Calculate the integrals below using the theory seen on Cauchy's integral formula. Do not use the formula that involves parameterization to $\gamma$ when the path is of class $C^1$ ny parts.
a)$\int_{\gamma} \frac{log z}{z^n}dz$, where $\gamma(t) = 1 + \frac{1}{2}e^{it}, 0 \le t \le 2\pi$ e $n \in \mathbb N$.
b)$\int_{\gamma} \frac{z^2 + 1}{z(z^2 + 9)}dz$, where $\gamma(t) = re^{it}, 0 \leq t \leq 2 \pi$, and $0 \lt r$ and $r \ne 3$.
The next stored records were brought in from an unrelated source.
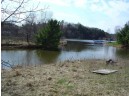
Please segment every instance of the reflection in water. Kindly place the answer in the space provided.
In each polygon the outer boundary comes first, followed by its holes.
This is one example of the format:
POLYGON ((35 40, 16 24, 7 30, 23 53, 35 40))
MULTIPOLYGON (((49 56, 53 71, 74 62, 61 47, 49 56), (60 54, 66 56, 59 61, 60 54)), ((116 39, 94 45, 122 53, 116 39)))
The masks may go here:
POLYGON ((129 59, 129 49, 117 49, 116 56, 122 59, 129 59))
POLYGON ((104 45, 88 45, 87 43, 68 42, 60 52, 44 50, 2 50, 2 60, 11 64, 44 64, 76 59, 127 59, 129 50, 116 49, 104 45))
POLYGON ((52 63, 57 61, 60 52, 36 50, 36 54, 43 63, 52 63))

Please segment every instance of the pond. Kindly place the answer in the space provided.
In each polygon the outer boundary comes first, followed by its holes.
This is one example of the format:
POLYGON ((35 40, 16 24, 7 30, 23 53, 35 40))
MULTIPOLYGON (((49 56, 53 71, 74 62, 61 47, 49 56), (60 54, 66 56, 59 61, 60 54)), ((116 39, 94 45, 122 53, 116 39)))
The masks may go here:
POLYGON ((81 41, 69 41, 61 51, 45 50, 1 50, 1 59, 10 64, 25 66, 49 64, 65 60, 80 59, 128 59, 129 50, 117 49, 103 44, 90 44, 81 41))

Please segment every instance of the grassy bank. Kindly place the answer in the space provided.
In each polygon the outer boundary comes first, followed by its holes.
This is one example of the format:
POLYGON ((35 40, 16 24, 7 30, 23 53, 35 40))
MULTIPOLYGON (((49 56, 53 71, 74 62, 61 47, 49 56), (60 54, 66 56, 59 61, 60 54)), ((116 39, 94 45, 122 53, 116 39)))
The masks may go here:
POLYGON ((106 65, 104 60, 66 61, 2 70, 2 96, 129 96, 129 61, 106 65), (101 68, 118 70, 100 75, 101 68))

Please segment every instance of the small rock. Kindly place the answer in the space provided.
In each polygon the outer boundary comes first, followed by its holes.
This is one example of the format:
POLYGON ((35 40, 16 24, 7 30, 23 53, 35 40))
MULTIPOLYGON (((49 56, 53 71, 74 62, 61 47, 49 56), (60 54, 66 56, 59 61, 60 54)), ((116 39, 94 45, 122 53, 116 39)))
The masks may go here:
POLYGON ((48 77, 47 79, 48 79, 48 80, 52 80, 52 77, 48 77))

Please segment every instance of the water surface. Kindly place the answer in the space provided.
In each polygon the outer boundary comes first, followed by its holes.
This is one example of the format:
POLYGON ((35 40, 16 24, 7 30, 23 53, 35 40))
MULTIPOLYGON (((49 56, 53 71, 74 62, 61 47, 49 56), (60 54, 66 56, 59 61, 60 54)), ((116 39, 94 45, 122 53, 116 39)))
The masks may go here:
MULTIPOLYGON (((91 41, 90 41, 91 42, 91 41)), ((11 64, 35 65, 77 59, 129 59, 129 50, 112 46, 69 41, 61 51, 2 50, 1 58, 11 64)))

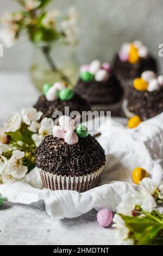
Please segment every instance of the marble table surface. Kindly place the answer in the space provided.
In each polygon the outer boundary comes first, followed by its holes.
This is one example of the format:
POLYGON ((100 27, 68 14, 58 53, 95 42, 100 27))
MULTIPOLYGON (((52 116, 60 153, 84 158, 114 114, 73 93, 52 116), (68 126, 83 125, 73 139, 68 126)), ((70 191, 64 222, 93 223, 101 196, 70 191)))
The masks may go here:
MULTIPOLYGON (((27 74, 0 72, 0 119, 32 106, 39 93, 27 74)), ((30 205, 4 202, 0 210, 0 245, 116 244, 115 230, 101 227, 92 210, 80 217, 52 221, 43 201, 30 205)))

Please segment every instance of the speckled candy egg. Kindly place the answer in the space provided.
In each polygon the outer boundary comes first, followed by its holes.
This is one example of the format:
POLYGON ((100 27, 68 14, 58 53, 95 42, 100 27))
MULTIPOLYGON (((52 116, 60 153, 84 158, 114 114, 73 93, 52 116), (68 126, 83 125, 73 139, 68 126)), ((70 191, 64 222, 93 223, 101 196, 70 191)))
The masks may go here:
POLYGON ((112 220, 112 214, 110 210, 101 209, 97 214, 97 221, 101 227, 108 227, 112 220))

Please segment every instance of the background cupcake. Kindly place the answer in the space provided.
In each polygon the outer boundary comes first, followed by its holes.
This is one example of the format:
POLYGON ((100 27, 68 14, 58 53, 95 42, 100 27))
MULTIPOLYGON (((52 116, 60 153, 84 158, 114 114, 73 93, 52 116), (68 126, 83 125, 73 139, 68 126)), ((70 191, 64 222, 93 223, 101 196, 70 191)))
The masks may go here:
POLYGON ((113 115, 120 114, 123 91, 108 63, 95 60, 82 66, 74 90, 90 103, 92 111, 110 111, 113 115))
POLYGON ((83 125, 76 126, 66 116, 59 124, 35 150, 44 187, 78 192, 96 187, 105 164, 104 150, 83 125))
POLYGON ((43 113, 42 119, 52 118, 55 111, 61 111, 65 114, 65 107, 69 107, 70 113, 78 111, 82 114, 82 111, 90 110, 85 100, 67 88, 65 83, 61 82, 55 83, 52 86, 45 84, 42 88, 42 95, 34 105, 34 108, 43 113))
POLYGON ((113 60, 113 70, 128 93, 128 86, 146 70, 157 71, 155 60, 148 48, 140 41, 124 43, 113 60))
POLYGON ((152 71, 142 73, 130 87, 124 112, 128 117, 133 114, 146 120, 163 111, 163 76, 158 77, 152 71))

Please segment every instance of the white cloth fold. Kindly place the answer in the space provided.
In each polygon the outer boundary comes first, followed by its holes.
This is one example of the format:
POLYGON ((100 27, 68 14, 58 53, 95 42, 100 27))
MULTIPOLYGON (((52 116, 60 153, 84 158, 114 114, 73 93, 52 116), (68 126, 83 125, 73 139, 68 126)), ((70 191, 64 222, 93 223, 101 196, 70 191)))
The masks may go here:
POLYGON ((35 168, 27 175, 28 184, 1 185, 0 193, 12 202, 30 204, 43 200, 53 219, 77 217, 92 208, 115 211, 124 196, 137 187, 132 181, 134 168, 144 168, 157 182, 163 178, 163 113, 132 130, 124 123, 126 119, 112 119, 111 130, 110 120, 100 127, 101 136, 97 139, 105 150, 106 162, 99 187, 82 193, 37 188, 42 184, 35 168))

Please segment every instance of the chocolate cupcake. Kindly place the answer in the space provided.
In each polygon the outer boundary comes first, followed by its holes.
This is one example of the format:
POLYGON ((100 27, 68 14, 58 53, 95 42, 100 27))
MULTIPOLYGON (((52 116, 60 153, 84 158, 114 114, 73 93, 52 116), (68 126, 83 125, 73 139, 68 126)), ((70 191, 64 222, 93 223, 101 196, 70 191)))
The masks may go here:
POLYGON ((108 63, 93 60, 90 65, 82 66, 74 90, 90 103, 92 111, 120 114, 123 91, 108 63))
POLYGON ((59 123, 35 150, 44 187, 82 192, 97 186, 105 165, 104 150, 83 125, 76 126, 66 116, 59 123))
POLYGON ((152 71, 144 71, 134 81, 129 93, 124 107, 127 117, 136 115, 144 120, 163 111, 163 76, 156 77, 152 71))
MULTIPOLYGON (((66 114, 65 107, 69 107, 69 113, 78 111, 81 115, 83 111, 90 110, 90 106, 85 100, 68 88, 65 83, 60 82, 55 83, 53 86, 45 84, 42 88, 42 95, 34 106, 38 111, 43 113, 42 119, 45 117, 52 118, 53 113, 57 111, 66 114)), ((53 119, 55 118, 53 117, 53 119)))
POLYGON ((113 60, 112 68, 124 88, 124 96, 134 79, 144 71, 157 71, 155 60, 151 56, 148 48, 140 41, 123 44, 113 60))

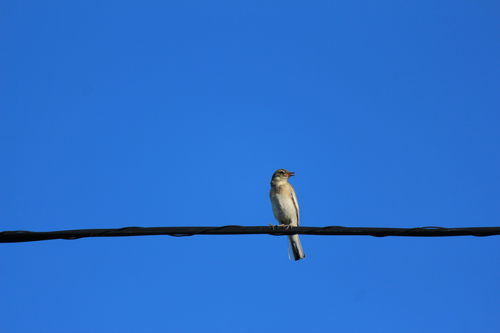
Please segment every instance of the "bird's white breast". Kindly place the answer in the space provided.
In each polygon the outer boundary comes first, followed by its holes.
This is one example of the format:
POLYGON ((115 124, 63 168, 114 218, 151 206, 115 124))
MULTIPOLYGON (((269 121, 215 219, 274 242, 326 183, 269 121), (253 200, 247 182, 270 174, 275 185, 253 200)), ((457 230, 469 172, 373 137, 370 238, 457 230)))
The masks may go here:
POLYGON ((296 203, 294 202, 291 191, 293 191, 292 188, 280 191, 272 188, 269 196, 271 199, 274 218, 282 224, 291 224, 292 226, 297 226, 298 225, 298 221, 296 208, 296 203))

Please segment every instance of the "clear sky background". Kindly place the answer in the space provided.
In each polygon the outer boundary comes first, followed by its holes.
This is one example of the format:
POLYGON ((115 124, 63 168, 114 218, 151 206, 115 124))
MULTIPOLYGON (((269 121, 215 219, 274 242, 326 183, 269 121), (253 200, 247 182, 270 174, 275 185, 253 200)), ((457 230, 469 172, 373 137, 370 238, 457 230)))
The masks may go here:
MULTIPOLYGON (((498 1, 0 4, 0 231, 500 226, 498 1)), ((0 244, 2 332, 496 332, 500 237, 0 244)))

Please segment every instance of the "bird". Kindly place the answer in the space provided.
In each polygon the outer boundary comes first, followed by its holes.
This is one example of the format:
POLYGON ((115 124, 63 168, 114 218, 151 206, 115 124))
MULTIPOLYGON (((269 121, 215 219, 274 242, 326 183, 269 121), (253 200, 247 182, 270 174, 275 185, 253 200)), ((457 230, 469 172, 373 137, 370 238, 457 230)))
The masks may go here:
MULTIPOLYGON (((287 229, 298 227, 300 219, 297 196, 294 187, 288 182, 288 179, 295 176, 294 173, 284 169, 276 170, 272 174, 271 190, 269 191, 269 198, 271 200, 274 218, 280 222, 280 225, 286 226, 287 229)), ((290 260, 292 257, 296 261, 304 259, 306 256, 302 250, 298 235, 290 235, 287 237, 288 256, 290 260)))

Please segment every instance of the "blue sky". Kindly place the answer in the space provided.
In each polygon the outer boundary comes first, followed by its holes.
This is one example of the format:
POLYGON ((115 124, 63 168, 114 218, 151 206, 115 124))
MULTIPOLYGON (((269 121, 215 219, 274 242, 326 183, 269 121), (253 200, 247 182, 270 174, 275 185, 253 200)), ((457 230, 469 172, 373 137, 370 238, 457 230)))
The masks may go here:
MULTIPOLYGON (((498 1, 0 3, 0 231, 500 225, 498 1)), ((494 332, 500 238, 0 244, 5 332, 494 332)))

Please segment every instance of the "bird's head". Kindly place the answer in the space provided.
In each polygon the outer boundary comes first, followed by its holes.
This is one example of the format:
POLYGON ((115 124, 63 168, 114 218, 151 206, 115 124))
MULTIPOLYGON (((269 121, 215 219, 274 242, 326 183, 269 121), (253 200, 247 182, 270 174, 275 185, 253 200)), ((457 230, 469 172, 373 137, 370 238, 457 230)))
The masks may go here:
POLYGON ((294 173, 295 173, 290 172, 284 169, 278 169, 272 174, 272 178, 271 178, 271 184, 286 182, 289 178, 292 176, 295 176, 294 174, 294 173))

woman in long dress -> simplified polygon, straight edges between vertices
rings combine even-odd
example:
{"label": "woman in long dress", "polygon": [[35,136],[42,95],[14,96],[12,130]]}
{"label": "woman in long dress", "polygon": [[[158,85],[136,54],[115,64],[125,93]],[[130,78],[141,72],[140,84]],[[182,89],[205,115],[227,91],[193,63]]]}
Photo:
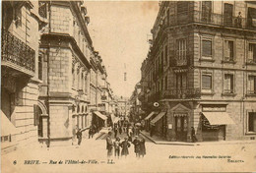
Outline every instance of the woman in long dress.
{"label": "woman in long dress", "polygon": [[121,151],[121,155],[123,156],[127,156],[129,154],[129,150],[128,147],[130,147],[130,144],[128,142],[127,138],[124,138],[124,141],[121,143],[121,147],[122,147],[122,151]]}

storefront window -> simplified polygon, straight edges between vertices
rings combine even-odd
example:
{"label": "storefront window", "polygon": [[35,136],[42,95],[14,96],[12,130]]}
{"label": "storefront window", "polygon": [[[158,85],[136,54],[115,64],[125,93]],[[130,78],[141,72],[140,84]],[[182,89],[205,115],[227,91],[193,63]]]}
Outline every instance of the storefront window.
{"label": "storefront window", "polygon": [[256,133],[256,112],[249,112],[248,132]]}

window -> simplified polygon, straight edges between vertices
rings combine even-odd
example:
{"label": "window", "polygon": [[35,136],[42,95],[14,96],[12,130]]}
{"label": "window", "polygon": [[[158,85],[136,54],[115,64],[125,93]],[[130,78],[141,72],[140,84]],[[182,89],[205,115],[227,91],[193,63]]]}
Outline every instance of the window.
{"label": "window", "polygon": [[255,94],[256,93],[256,76],[249,76],[249,83],[248,83],[248,93]]}
{"label": "window", "polygon": [[177,2],[177,14],[187,14],[188,12],[188,2],[178,1]]}
{"label": "window", "polygon": [[256,9],[248,8],[248,27],[256,28]]}
{"label": "window", "polygon": [[167,64],[168,64],[168,46],[167,45],[165,45],[164,54],[165,54],[165,65],[167,66]]}
{"label": "window", "polygon": [[186,59],[187,45],[186,39],[176,40],[176,56],[177,59]]}
{"label": "window", "polygon": [[206,57],[212,56],[212,40],[202,40],[202,55]]}
{"label": "window", "polygon": [[167,89],[168,88],[168,78],[167,78],[167,76],[165,77],[164,84],[165,84],[165,89]]}
{"label": "window", "polygon": [[233,61],[233,41],[224,40],[224,61]]}
{"label": "window", "polygon": [[256,132],[256,112],[249,112],[248,132]]}
{"label": "window", "polygon": [[203,74],[202,75],[202,88],[203,89],[212,89],[212,74]]}
{"label": "window", "polygon": [[42,56],[38,57],[38,79],[42,80]]}
{"label": "window", "polygon": [[231,74],[224,74],[224,93],[233,93],[233,75]]}
{"label": "window", "polygon": [[233,15],[233,5],[224,3],[224,26],[232,26],[232,15]]}
{"label": "window", "polygon": [[249,43],[248,62],[256,63],[256,44]]}
{"label": "window", "polygon": [[211,22],[212,1],[202,1],[202,21]]}

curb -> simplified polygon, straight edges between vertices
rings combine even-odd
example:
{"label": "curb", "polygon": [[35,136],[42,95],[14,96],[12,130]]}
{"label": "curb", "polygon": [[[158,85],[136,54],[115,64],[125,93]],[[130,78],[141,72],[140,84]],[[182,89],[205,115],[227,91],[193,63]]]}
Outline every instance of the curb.
{"label": "curb", "polygon": [[146,137],[148,140],[150,140],[151,142],[153,142],[156,144],[171,144],[171,145],[199,145],[198,144],[174,144],[174,143],[164,143],[164,142],[156,142],[155,140],[153,140],[152,138],[150,138],[149,136],[140,133],[140,135]]}
{"label": "curb", "polygon": [[225,142],[225,143],[195,143],[195,144],[182,144],[182,143],[171,143],[171,142],[156,142],[153,138],[149,137],[148,135],[145,135],[143,133],[140,133],[141,136],[147,138],[148,140],[150,140],[151,142],[153,142],[156,144],[170,144],[170,145],[213,145],[213,144],[256,144],[255,142],[251,142],[251,141],[242,141],[242,142]]}

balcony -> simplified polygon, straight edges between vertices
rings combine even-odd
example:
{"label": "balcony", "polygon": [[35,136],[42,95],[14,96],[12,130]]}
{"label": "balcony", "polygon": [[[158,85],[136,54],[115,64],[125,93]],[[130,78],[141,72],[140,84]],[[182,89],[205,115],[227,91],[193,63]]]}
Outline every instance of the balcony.
{"label": "balcony", "polygon": [[167,89],[161,93],[161,98],[169,99],[189,99],[200,97],[201,91],[199,87],[187,89]]}
{"label": "balcony", "polygon": [[202,11],[188,11],[184,14],[172,15],[169,27],[190,23],[202,23],[223,27],[248,29],[252,28],[245,18],[229,17],[222,14],[204,13]]}
{"label": "balcony", "polygon": [[183,58],[178,58],[178,56],[171,57],[169,61],[169,66],[170,67],[186,67],[190,66],[193,62],[193,56],[191,55],[186,55]]}
{"label": "balcony", "polygon": [[2,65],[14,67],[18,71],[26,69],[34,72],[35,51],[13,35],[2,29]]}
{"label": "balcony", "polygon": [[106,100],[106,95],[101,95],[101,100]]}

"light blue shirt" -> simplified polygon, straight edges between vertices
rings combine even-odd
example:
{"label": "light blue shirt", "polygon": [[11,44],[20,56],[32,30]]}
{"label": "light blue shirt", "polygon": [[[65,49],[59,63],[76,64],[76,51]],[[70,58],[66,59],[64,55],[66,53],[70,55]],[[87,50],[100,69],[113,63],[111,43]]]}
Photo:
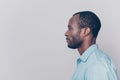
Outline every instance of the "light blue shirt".
{"label": "light blue shirt", "polygon": [[112,60],[94,44],[77,59],[72,80],[118,80],[118,75]]}

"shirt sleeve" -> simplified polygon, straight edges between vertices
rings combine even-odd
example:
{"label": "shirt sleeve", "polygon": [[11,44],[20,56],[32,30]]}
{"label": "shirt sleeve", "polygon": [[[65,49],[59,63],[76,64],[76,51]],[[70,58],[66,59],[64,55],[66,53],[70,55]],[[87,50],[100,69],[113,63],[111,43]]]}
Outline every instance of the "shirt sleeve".
{"label": "shirt sleeve", "polygon": [[108,72],[103,65],[94,65],[86,71],[85,80],[114,80],[110,78]]}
a)Let $a =0, n=n,f(z)=log z$
$f'(1)= \frac{1}{zln10}$
$f^{(2)}= - \frac{1}{z^2 ln 10}$
$f^{(3)}= \frac{2}{z^3 ln 10}$
$f^{(4)}= - \frac{6}{z^4 ln 10}$
$f^{(5)}= \frac{24}{z^5 ln 10}$
$f^{(6)}= - \frac{120}{z^5 ln 10}$
$f^{(7)}= \frac{720}{z^5 ln 10}$
$f^{(n)}= (-1)^{(n+1)}\frac{(n-1)!}{z^5 ln 10} = \frac{n!}{2 \pi i} \int\frac{log z}{(z-0)^n} = (-1)^{(n+1)}\frac{2 \pi i}{z^5 ln 10 n} = \int\frac{log z}{(z-0)^n}$
b)
I think there's something missing for item a) but I'm not quite sure what. As for b) I'm kind of lost, would partial fractions work? seems quite complicated.
Since $\frac{z^2+1}{z(z^2+9)}=\frac{1/9}{z}+\frac{4/9}{z+3i}+\frac{4/9}{z-3i}$, we get that $$\int_{\gamma}\frac{z^2+1}{z(z^2+9)}dz=\int_{\gamma}\frac{1/9}{z}dz+\int_{\gamma}\frac{4/9}{z+3i}dz+\int_{\gamma}\frac{4/9}{z-3i}dz$$ Applying the cauchy's integral formula we obtain that
$$\int_{\gamma}\frac{z^2+1}{z(z^2+9)}dz=\begin{cases} \frac{2\pi i}{9} & 0<r<3 \\ 2\pi i & {r>3} \end{cases}$$
Note that using residues theorem is easier. Since the poles of the function are $z=0,z=\pm 3i$, which are all simple, we need to differenciate two cases.
If $0<r<3$
The onlye pole contained in the interior of our contour is $z=0$ so just applying the residues theorem we get $$\int_{\gamma}\frac{z^2+1}{z(z^2+9)}dz=2\pi i Res(f,0)=2\pi i \lim_{z\to 0}z\frac{z^2+1}{z(z^2+9)}=2\pi i \frac{1}{9}=\frac{2\pi i}{9}$$
If $3<r$
Now all the poles are contained in the interior of the contour so we just apply the residues theorem to all of them:
$$\int_{\gamma}\frac{z^2+1}{z(z^2+9)}dz=2\pi i (Res(f,0)+Res(f,3i)+Res(f,-3i))=2\pi i$$